I know that Chris Cornell enjoyed drumming and was a solid, if unspectacular, skinsman. And, as a drummer myself, I know there’s a yeoman-like satisfaction in smashing stuff with sticks. But Chris Cornell’s initial focus on the drums instead of singing is akin to Mike Trout piddling around as a middle-relief pitcher instead of being a perennial MVP candidate. There’s something more to the story. Chris Cornell started behind a drum kit because a sizeable chunk of his neurons thought he could never belong in front of one. I’m fairly certain such doubts informed his success. And, as crass as it is to speculate, perhaps such doubts led to his death.
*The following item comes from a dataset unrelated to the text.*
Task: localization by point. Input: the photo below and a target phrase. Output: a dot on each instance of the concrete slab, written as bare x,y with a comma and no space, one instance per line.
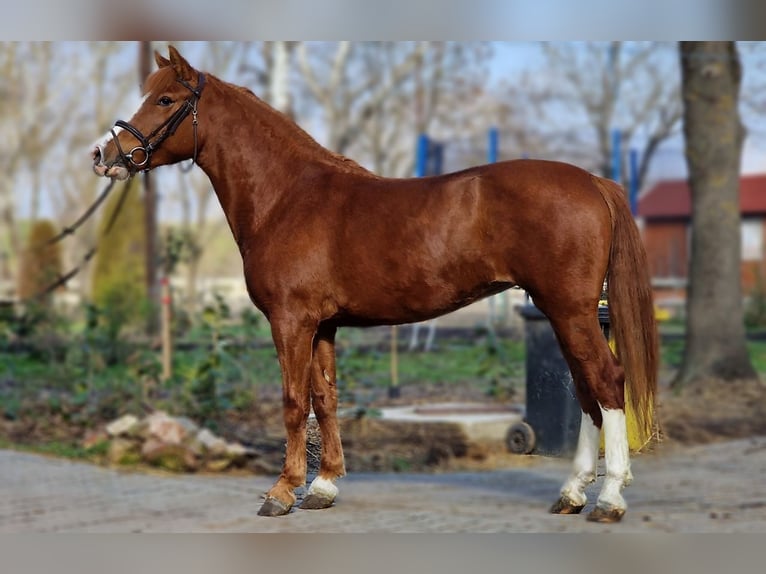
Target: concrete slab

But I know, as iron-shod truth, that Chris Cornell’s doubts are the reason why I love him so much.

On the surface, Chris Cornell appeared as a prototypical God of Rock, bereft of conflict. There was, of course, the voice that was eager to pounce on a song’s climactic crescendo. Combined with a performing presence that was energetic without appearing unhinged, Chris Cornell owned every inch of the stage he roamed. But he was also absurdly handsome. And, more importantly, in prototypical God-of-Rock fashion, he fully realized and embraced his good looks. There were the deep-set eyes the color of sensitivity and a melted glacier, the long black hair so full and wavy that it resembled a monochromatic tapestry made of some rare variety of Pacific Northwest flax. He possessed a brow that was in a perpetual ‘90s furrow of hip, tragicomic recognition and the manicured facial hair framing sensual lips that were the definition of Elton John’s (or, rather, Bernie Taupin’s) “pirate smile.” Furthermore, judging from nearly every Soundgarden video from 1991 through 1994, Seattle must have had a shortage of shirts, because Chris Cornell, with the lithe, fit musculature of a European soccer star, was perpetually sans torso clothing. So how could this man, this earth-bound deity with an unmatched musical skill set, also seem so…embattled?

It would have been easy for Chris Cornell to be the next Robert Plant or Axl Rose, men who could blast-furnace belt about fantasy realms or their unmatched bad-assery. But he embraced the inward turn of the 1990s and joined his scene brothers Kurt Cobain, Eddie Vedder, and Layne Staley (of Nirvana, Pearl Jam, and Alice in Chains, respectively) in revealing himself as thoughtful, troubled, always searching, always questioning. Chris Cornell, despite preternatural gifts that his contemporaries couldn’t hope to equal, decided to reveal his weakness and make it personal.

There’s a difference between the artist and their art. Even the most contrite and revealing creators concoct a persona in order to best disseminate their notions of the human condition. Yet it’s musicians who come closest to bridging the gap between consciousnesses. Although some develop personas much more fully than others, the musician’s twin assault of pre-conceived composition combined with a personal, performative aspect lends itself to a perfect mixture of extemporaneous artistic output. This is why a three-minute song at a concert can hit us as hard as a lengthy novel or movie. Great music, more so than any other artistic medium, feels like it’s just for you.

Now I’ve read thousands of great books and watched just as many excellent movies, plays, musicals, and television shows. While the aforementioned artistic forms certainly have a distinct time stamp and evoke memories of specific people and places, the music that touches me in the most profound manner practically bleeds with an aura of singular and unmistakable temporal relevance. Indeed, music roots us to an identity, a “self,” more so than any other form of communication, let alone art. As Oliver Sacks relates in his wonderful book, Musicophilia, while describing patients with Alzheimer’s disease, “Familiar music acts as a sort of Proustian mnemonic, eliciting emotions and associations that had long been forgotten, giving the patients access once again to moods and memories, thoughts and worlds that had seemingly been completely lost.”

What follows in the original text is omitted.